Now we dogs do get self-conscious at times. Like when you see pooches whose owners have dressed them in fancy sweaters and even booties, and those dogs see us other dogs (who are dressed more normally – wearing nothing more than collars) seeing them, and they’re mortified. Sure, they had no choice in the matter, but they look so goofy, and they know it!
But most of the time, we pups really don’t feel that way at all. We just live our lives, pursuing what we want and trying to stay out of trouble while we do it. And it’s all fine. But not humans.
Humans tend to be Self-Conscious, to some degree or another, all the time! They go to school, feeling like everyone’s looking at them and judging the way they’re dressed or how their hair is that day (not realizing that everyone else is worrying about the same thing about themselves!); they create art and literature and poetry and songs that express their feelings and thoughts, hoping others will understand and feel their feelings; they develop opinions and are upset when others don’t understand and agree with them. These are all qualities that only humans have.
And humans play team sports. And humans watch team sports. And those who watch cheer and scream and groan and stomp and cry and even get in fights. And every player has no choice but to know that all those emotions are all about him or her, and whether or not they succeed at what they’re trying to do.
Now the nature of sports is that it’s always hard to do what you’re trying to anyway. Why? Because there’s another team out there, doing their best to make it hard for you! So if they’re doing their job, it’s already taking all your strength and skill and concentration to do your best. But then you add the Self-Consciousness you’re bound to have about your what your teammates think of you, and that from the watching crowd, and it makes that job a lot harder.
And then..?! You, Palooka, have your dad out there – and he’s not just a cheering fan, he’s the coach! So if you make a mistake, or just do something not as well as you hope, it’s your dad’s job to get on your case about it! Truly, you might as well be a Mastiff in a pink perfumed nightgown, walking into the toughest dog pound in town. You’re feeling noticed, judged, and critiqued every second – and you’re right!
So what can you do? Well, there are two things. The first is to quit. To give up, say this is just too difficult, and find other ways to get your exercise.
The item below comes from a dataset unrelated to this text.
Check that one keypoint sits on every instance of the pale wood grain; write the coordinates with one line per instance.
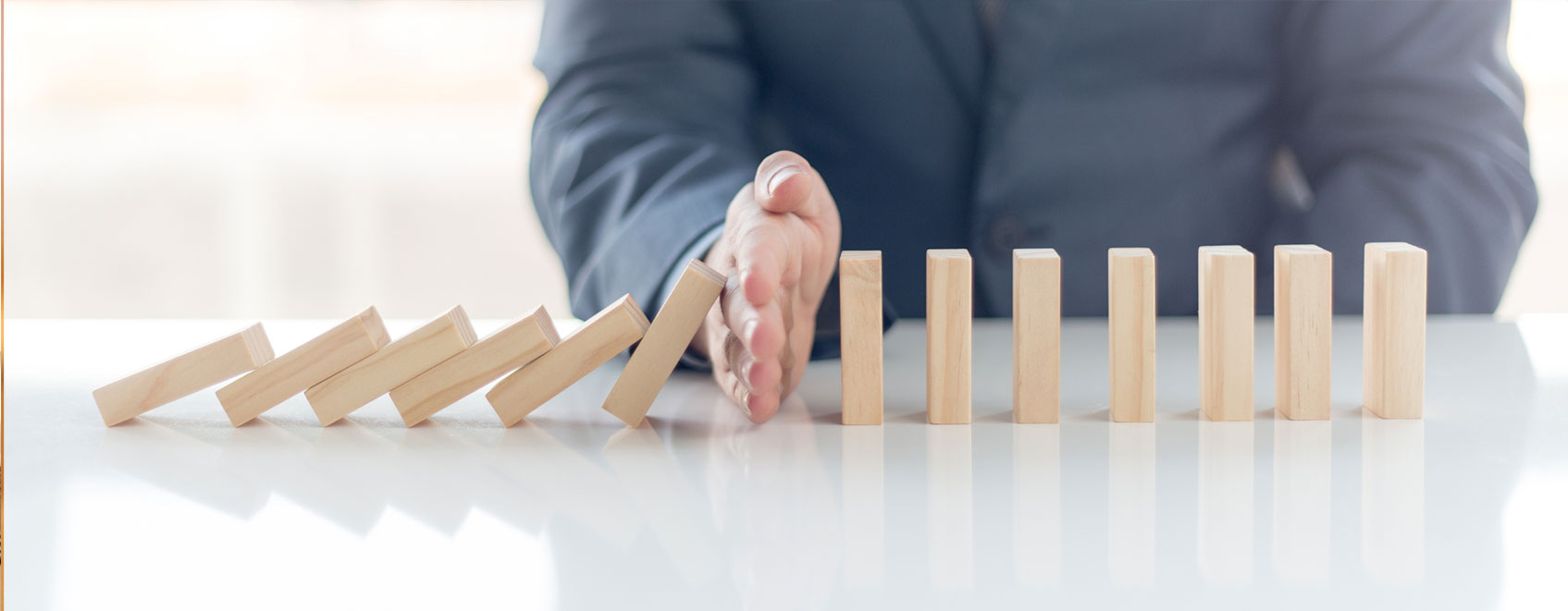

But the second way is more interesting. And that’s to accept your Self-Consciousness, and work as hard as you can to get better at dealing with it. To know that you’re bound to play a bit worse in real games than you do in practices, but work to play better each time you’re in a game. To face your fear of your dad’s judgment, and know that it’ll always be part of you, and see how well you can do while you’re feeling his eyes beating right into you.
Have you ever been to a tennis tournament? It’s quite an experience to see live (or so they tell me – we dogs are never allowed in to tennis tournaments, because we always jump out and chase the balls around the court!). Unlike in football, the players are out there alone, half-naked, with all the focus of everyone on them. And somehow, the good ones learn to take it. They learn to let in the cheering of their fans, and not let those who cheer for their opponent get to them. Some of them kind of ignore the audience, while others play to them like rock musicians, loving the thrill. But all of them, in order to be considered good players, have had to learn to not let that Self-Consciousness bother them too much.
So that’s my wish for you, Palooka. To work to overcome your nervousness. But the only way to do that is to get out there and try. And that means to fail sometimes. And to look like a fool out there sometimes.
But if you can learn to take it, doing so will open so many doors for you in your life. You’ll be better at public speaking, at asking attractive people out on dates, at job interviews – all the areas where adults get the most Self-Conscious.
So why not give it a try. If worst comes to worst, you can always quit. But in the meantime, just see how well you can do. Maybe there are a few things you could ask your dad (like to try to keep criticism of you to a minimum!). But overall it’s great to just test yourself out there.
They say what doesn’t kill you makes you stronger. Well, being watched while you play football won’t kill you. So I’m guessing your strength is just about to explode!!